Por Ricardo Márquez
SAN DIEGO– De regreso de compras con uno de mis hijos adulto, llegamos a la casa y después de colocar las bolsas nos sentamos en la sala y cada uno instintivamente tomamos nuestros celulares para revisar correos y mensajes.
Ya habíamos tenido una conversación previa sobre los efectos de los medios electrónicos en nuestras relaciones, sus ventajas y peligros. Tomamos conciencia que los teléfonos celulares en particular han transformado nuestras vidas. El efecto más llamativo del que nos dimos cuenta fue la adicción inconsciente que hemos desarrollado de revisar constantemente los textos y mensajes, la dificultad de permanecer un rato en silencio sin mirar al teléfono.
Como humanos no estábamos preparados para procesar impulsos electromagnéticos constantes, estamos recibiendo mucha más información para la capacidad que tenemos de procesarla, todo este escenario es el caldo de cultivo de la confusión, ansiedad y tensión que experimentamos. Sin el estímulo de curiosidad que nos genera el teléfono sentimos como un vacío que lo llenamos volviendo a tomar el teléfono impulsivamente.
Después de unos minutos nos miramos repentinamente las caras, fue como un chispazo de conciencia que nos recordó lo que habíamos conversado, sentimos en vivo nuestra incongruencia y casi simultáneamente pusimos de lado nuestros teléfonos.
“La verdad es que perdemos este momento, el ‘aquí y ahora’ que tenemos para hablar y encontrarnos”, comentó mi hijo. Pasamos meses sin vernos y cuando estamos juntos nos distraemos para enviar o leer mensajes a quienes no están presentes.
Esta toma de conciencia nos abrió espontáneamente a hacer simples preguntas: ¿Qué planes tienes?, ¿Cómo te está yendo en el trabajo?, ¿Cómo están los afectos? Empezamos a hablar en otra frecuencia, la frecuencia de la vida y el corazón que compartimos; las tensiones que vivimos, los anhelos que nos mueven, las inquietudes que nos acompañan, la fe y la esperanza que nos anima. El tiempo pasó volando y nos quedamos con ganas de seguir.

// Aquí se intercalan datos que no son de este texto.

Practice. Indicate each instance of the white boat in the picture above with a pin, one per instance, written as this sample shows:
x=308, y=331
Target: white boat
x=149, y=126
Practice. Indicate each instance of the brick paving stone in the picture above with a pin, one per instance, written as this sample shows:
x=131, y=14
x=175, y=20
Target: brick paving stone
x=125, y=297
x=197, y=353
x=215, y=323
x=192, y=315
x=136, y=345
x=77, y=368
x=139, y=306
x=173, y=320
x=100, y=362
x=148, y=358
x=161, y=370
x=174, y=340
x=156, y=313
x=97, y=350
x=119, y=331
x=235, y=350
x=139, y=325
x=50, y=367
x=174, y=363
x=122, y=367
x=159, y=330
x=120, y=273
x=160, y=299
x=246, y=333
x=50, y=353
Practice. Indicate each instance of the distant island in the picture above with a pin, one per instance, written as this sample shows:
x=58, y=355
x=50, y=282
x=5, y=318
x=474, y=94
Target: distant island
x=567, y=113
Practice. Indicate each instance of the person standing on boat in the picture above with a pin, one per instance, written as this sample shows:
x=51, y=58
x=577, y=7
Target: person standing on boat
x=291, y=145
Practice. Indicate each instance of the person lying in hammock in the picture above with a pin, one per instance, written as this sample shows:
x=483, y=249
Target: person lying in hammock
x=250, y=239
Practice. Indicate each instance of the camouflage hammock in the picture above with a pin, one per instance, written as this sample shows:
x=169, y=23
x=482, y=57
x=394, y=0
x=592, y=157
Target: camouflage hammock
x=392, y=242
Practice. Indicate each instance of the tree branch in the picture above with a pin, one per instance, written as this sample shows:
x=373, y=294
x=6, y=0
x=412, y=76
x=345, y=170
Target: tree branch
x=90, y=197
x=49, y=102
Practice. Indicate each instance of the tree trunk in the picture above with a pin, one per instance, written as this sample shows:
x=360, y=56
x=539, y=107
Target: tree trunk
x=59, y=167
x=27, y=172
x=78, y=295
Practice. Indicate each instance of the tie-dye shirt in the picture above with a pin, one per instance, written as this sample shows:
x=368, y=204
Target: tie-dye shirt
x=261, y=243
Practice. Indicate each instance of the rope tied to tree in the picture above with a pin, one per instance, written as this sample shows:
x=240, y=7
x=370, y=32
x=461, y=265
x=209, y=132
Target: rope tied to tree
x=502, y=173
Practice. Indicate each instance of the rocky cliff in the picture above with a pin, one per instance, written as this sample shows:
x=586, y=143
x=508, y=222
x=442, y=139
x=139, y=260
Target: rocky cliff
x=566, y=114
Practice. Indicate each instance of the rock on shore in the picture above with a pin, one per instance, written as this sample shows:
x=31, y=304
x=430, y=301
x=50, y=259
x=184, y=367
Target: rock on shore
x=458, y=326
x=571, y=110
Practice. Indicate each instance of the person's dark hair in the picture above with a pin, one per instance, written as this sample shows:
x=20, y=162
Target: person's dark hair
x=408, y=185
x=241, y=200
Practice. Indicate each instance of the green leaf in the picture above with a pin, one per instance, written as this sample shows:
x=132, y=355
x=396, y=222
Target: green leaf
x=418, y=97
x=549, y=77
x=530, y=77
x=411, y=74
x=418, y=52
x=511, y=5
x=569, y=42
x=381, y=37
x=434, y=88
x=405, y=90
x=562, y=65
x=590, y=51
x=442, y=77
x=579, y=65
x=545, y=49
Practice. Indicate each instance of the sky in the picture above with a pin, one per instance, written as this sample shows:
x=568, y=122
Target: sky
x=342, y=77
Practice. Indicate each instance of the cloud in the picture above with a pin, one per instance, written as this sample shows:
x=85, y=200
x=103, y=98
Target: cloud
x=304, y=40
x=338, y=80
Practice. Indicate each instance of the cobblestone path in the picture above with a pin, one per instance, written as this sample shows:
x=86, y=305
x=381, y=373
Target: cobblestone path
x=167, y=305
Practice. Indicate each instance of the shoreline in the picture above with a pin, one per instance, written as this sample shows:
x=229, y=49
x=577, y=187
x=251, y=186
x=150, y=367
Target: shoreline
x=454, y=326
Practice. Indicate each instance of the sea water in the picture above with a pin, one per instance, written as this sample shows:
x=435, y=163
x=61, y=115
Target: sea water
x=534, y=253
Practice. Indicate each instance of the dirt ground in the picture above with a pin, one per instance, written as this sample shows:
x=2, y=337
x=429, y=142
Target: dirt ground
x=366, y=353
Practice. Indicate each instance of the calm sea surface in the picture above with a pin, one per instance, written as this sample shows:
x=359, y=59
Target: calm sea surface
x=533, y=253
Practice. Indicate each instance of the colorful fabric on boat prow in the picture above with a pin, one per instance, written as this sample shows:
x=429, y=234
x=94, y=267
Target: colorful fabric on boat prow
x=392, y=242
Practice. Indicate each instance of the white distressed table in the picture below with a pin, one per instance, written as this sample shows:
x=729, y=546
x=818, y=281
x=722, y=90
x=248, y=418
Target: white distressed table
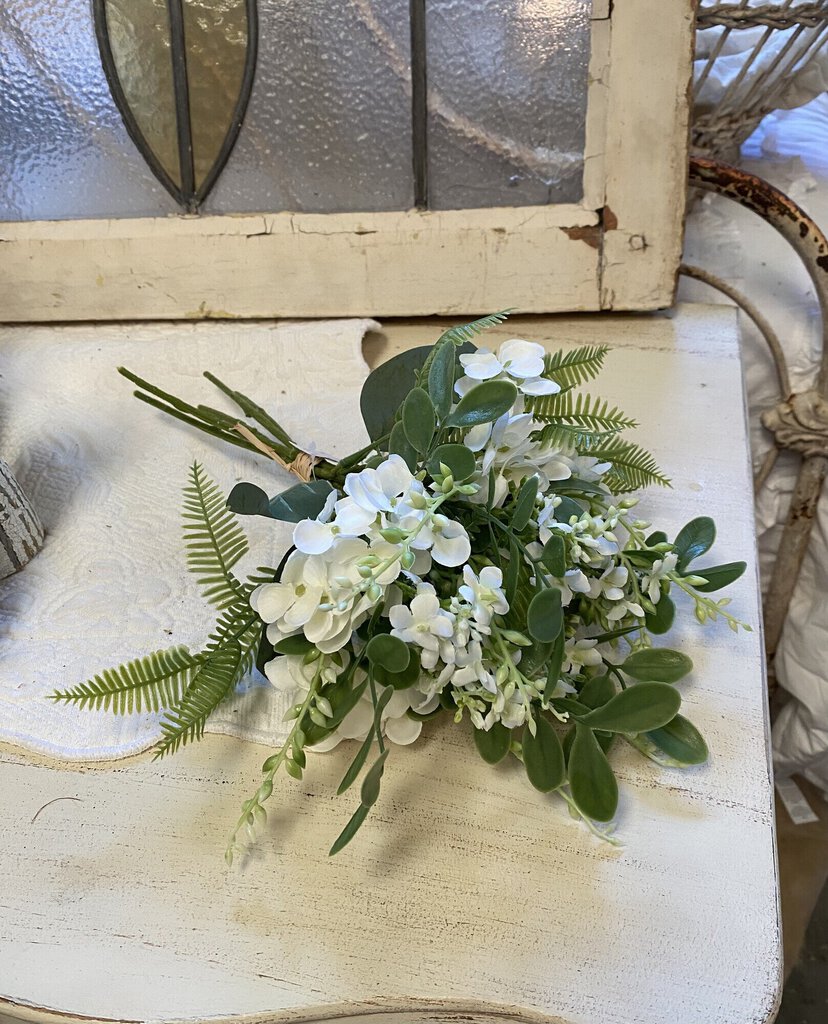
x=467, y=896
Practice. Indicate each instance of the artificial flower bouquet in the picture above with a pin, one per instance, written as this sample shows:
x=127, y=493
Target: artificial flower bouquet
x=476, y=560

En el camino compartimos palabras, “perlas “que salen del corazón y son fuentes de vida y de intimidad: “Me hizo bien conversar, me ayudó a aclarar cosas que no creía que podía conversar contigo”; “Gracias por compartir, me siento más cerca de ti”…
Al final de la vida nos preguntarán sobre el amor, y si me llegaran a preguntar, este sería uno de los momentos del que hablaría. Son los momentos que no se olvidan, porque la memoria emocional perdura, es como un adelanto de la eternidad.

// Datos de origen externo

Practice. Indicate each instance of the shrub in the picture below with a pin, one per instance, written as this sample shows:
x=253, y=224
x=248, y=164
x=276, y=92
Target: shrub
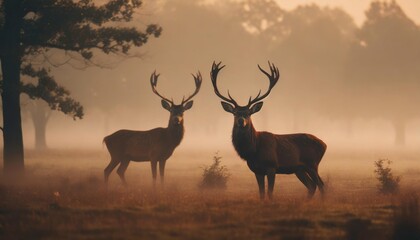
x=215, y=176
x=388, y=183
x=407, y=219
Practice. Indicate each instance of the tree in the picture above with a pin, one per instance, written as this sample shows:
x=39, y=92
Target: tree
x=383, y=67
x=57, y=98
x=32, y=28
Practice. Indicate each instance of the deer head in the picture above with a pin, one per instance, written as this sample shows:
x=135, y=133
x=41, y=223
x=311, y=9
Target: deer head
x=243, y=113
x=176, y=110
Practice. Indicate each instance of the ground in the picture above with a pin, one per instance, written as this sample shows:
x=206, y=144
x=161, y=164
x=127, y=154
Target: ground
x=63, y=197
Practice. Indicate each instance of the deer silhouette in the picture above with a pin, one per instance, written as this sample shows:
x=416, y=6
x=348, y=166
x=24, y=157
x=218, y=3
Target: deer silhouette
x=268, y=154
x=155, y=145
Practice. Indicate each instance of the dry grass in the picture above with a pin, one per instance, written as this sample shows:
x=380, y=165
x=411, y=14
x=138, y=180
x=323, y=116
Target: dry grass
x=63, y=197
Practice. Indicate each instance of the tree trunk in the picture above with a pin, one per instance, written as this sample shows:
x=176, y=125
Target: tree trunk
x=40, y=115
x=399, y=128
x=10, y=64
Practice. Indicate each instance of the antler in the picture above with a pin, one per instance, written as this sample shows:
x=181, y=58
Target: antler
x=213, y=75
x=197, y=79
x=273, y=77
x=153, y=82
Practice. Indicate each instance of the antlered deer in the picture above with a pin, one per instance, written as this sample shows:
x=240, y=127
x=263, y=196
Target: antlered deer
x=155, y=145
x=268, y=154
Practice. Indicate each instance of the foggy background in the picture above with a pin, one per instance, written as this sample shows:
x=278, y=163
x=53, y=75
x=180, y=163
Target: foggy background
x=348, y=74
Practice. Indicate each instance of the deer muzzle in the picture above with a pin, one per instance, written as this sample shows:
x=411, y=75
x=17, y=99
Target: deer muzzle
x=177, y=119
x=241, y=122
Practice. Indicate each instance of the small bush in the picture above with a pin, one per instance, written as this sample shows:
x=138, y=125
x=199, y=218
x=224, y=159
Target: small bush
x=388, y=183
x=215, y=176
x=407, y=219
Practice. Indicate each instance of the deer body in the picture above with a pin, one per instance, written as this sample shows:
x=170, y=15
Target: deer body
x=268, y=154
x=155, y=145
x=143, y=146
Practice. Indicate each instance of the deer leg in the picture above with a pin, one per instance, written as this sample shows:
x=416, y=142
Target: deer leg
x=162, y=170
x=153, y=163
x=261, y=185
x=313, y=174
x=307, y=181
x=121, y=170
x=320, y=184
x=271, y=178
x=109, y=168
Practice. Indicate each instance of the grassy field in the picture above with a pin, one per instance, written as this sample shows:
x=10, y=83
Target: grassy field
x=63, y=197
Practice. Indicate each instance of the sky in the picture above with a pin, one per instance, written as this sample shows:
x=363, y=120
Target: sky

Esos momentos de cercanía e intimidad, son simples, sencillos, profundos, gozosos. Qué más se puede pedir? Son una bendición y una gracia, pero también se preparan, se desean, se piden y se cultivan.
Se pueden tener muchas comodidades y bienes materiales, se pueden tener títulos y jerarquías, pero esta clase de momentos ni se compran, ni se venden, simplemente son y son un regalo; un regalo del Dios de la vida, que nos recuerda en el mensaje de Jesús: “Felices los sencillos y simples de corazón porque ellos verán a Dios”.

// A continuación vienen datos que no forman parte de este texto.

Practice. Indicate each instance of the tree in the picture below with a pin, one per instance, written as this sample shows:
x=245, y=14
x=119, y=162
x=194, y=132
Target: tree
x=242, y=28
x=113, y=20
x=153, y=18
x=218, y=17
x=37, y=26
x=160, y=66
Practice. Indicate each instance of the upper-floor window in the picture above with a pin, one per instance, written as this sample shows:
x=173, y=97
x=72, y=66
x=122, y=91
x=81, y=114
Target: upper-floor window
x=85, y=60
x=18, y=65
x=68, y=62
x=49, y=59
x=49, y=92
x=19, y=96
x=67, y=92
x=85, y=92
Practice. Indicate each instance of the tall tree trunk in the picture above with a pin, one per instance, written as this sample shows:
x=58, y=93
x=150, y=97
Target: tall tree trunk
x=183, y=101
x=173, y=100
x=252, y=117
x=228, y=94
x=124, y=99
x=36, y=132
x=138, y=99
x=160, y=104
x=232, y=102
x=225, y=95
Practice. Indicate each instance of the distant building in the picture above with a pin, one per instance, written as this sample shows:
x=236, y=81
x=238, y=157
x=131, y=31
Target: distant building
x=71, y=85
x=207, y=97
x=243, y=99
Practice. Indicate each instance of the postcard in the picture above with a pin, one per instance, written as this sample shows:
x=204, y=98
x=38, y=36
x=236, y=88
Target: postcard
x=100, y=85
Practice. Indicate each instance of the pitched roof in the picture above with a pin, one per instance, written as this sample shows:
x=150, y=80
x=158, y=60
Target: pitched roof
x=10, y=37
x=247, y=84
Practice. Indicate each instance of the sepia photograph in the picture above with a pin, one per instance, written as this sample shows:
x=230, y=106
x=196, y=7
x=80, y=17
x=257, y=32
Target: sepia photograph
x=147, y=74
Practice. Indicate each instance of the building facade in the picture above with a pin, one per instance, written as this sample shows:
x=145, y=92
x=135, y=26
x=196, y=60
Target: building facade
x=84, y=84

Cuando nos encontramos realmente, reconocemos la inmensidad del misterio en el otro, lo sentimos como uno en comunión y experimentamos que quien ama conoce el origen de todo lo creado, la fuente originaria de todo lo que existe y por lo que vale la pena vivir.
Experimentar la comunión humana y alimentar la intimidad en las relaciones familiares hoy pasa, paradójicamente, por poner de lado un pequeño aparato de comunicación electromagnética. Está en tus manos, inténtalo y deja que el encuentro te sorprenda.